Also, thanks for the reply @marshmellow77 ! I guess that approach also involves creating a separate inference.py file as shown in the example? So far I just deployed the model straight from the hub.

I see. Thanks for the reply.

To use the latest version of the transformers library in a SageMaker DLC you don’t have to provide a custome inference script, just a requirements.txt file with a line that says transformers==4.23.1. The DLC will then install/update to the specified transformers version.

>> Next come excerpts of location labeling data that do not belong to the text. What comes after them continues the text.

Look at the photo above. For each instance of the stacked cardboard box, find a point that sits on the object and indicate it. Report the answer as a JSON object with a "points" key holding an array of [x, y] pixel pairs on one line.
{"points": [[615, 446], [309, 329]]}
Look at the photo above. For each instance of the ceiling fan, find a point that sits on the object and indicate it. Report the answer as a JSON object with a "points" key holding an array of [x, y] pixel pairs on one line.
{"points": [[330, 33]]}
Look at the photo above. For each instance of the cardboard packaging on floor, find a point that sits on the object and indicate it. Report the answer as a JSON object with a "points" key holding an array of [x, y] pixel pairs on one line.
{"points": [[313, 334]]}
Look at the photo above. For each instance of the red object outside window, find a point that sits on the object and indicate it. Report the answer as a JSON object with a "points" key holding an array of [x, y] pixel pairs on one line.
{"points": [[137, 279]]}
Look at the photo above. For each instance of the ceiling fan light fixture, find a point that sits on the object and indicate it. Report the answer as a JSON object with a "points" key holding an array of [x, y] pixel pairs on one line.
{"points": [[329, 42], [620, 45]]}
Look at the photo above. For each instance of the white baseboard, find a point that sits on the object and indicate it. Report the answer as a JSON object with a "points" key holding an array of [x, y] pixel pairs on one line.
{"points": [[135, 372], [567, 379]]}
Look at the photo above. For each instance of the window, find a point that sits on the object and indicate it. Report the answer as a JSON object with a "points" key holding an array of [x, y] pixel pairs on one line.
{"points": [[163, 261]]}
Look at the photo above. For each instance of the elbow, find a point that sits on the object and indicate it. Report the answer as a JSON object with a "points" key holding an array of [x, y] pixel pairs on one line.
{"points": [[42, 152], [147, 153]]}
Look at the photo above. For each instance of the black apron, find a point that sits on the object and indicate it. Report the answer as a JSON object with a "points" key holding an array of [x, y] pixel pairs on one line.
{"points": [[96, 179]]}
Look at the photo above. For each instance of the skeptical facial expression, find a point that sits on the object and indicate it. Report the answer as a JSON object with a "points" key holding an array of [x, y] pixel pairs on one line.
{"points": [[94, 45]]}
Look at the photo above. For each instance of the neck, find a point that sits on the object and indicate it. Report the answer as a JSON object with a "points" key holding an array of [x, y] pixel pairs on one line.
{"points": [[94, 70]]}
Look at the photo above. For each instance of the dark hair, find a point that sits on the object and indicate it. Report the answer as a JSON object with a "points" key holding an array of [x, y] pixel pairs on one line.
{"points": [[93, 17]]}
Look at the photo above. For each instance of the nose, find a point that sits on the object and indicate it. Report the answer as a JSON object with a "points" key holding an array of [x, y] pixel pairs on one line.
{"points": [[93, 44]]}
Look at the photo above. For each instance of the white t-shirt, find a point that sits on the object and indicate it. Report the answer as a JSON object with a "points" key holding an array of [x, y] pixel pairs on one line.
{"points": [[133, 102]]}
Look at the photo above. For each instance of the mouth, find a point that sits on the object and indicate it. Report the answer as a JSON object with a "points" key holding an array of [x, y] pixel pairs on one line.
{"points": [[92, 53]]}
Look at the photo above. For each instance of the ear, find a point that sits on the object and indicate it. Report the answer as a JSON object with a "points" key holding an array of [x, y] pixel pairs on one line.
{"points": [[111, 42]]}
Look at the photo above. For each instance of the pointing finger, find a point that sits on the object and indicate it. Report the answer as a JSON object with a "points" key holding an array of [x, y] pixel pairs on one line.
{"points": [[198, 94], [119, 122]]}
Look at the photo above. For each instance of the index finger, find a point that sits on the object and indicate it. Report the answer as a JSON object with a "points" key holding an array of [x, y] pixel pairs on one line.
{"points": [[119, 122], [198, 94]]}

This example & this documentation show how to do that, hope that helps.

2 Likes

Thanks for the input @marshmellow77 ! I managed to get a few steps further in deploying the model, using the examples you linked. For those interested, here’s my current deployment code snippet:



# create Hugging Face Model Class
huggingface_model = HuggingFaceModel(
    model_data=s3_location,       # path to your model and script
    role=role,                    # iam role with permissions to create an Endpoint
    transformers_version='4.17.0',
    pytorch_version='1.10.2',
    py_version='py38',           # python version used
    env={
        'HF_MODEL_ID':'openai/whisper-large',
        'HF_TASK':'automatic-speech-recognition'
    }
)


# deploy the endpoint endpoint
predictor = huggingface_model.deploy(
    initial_instance_count=1,
    instance_type="ml.p2.xlarge"
    )

Here, the s3_location variable contains the location of the model archive:

repository = "openai/whisper-large"
model_id=repository.split("/")[-1]
s3_location=f"s3://{sess.default_bucket()}/custom_inference/{model_id}/model.tar.gz"

This model archive is created by the following bash commands (executed from a Sagemaker notebook):

!git lfs install
!git clone https://huggingface.co/$repository
!cp -r code/ $model_id/code/
%cd $model_id
!tar zcvf model.tar.gz *
!aws s3 cp model.tar.gz $s3_location

Note that you need to add a requirements.txt file with transformers==4.23.1 in the code folder after you execute the git clone command for this to work.

The endpoint is now able to load the Whisper model, which of course a big step forward, but I’m as of now not yet able to properly call the endpoint. For example, if I load a small audio file and try to predict it as follows,

from transformers.pipelines.automatic_speech_recognition import ffmpeg_read

SAMPLING_RATE = 1000
with open("some_audio_file.mp3", "rb") as file:
    audio_file = file.read()
audio_nparray = ffmpeg_read(audio_file, SAMPLING_RATE)

predictor.predict({
	"raw": audio_nparray,
    "sampling_rate": SAMPLING_RATE
})

the following error is raised:

{
  "code": 400,
  "type": "InternalServerException",
  "message": "expected np.ndarray (got list)"
}

Even though audio_nparray is actually a NumPy array:

type(audio_nparray)
numpy.ndarray

@thusken I wasn’t able to reproduce your error message, but I wanted to let you know that your approach of sending an NP array to the endpoint is probably not the best idea. The reason for that is that SM endpoints have a payload size limit of 6 MB:


(from Amazon SageMaker endpoints and quotas - AWS General Reference)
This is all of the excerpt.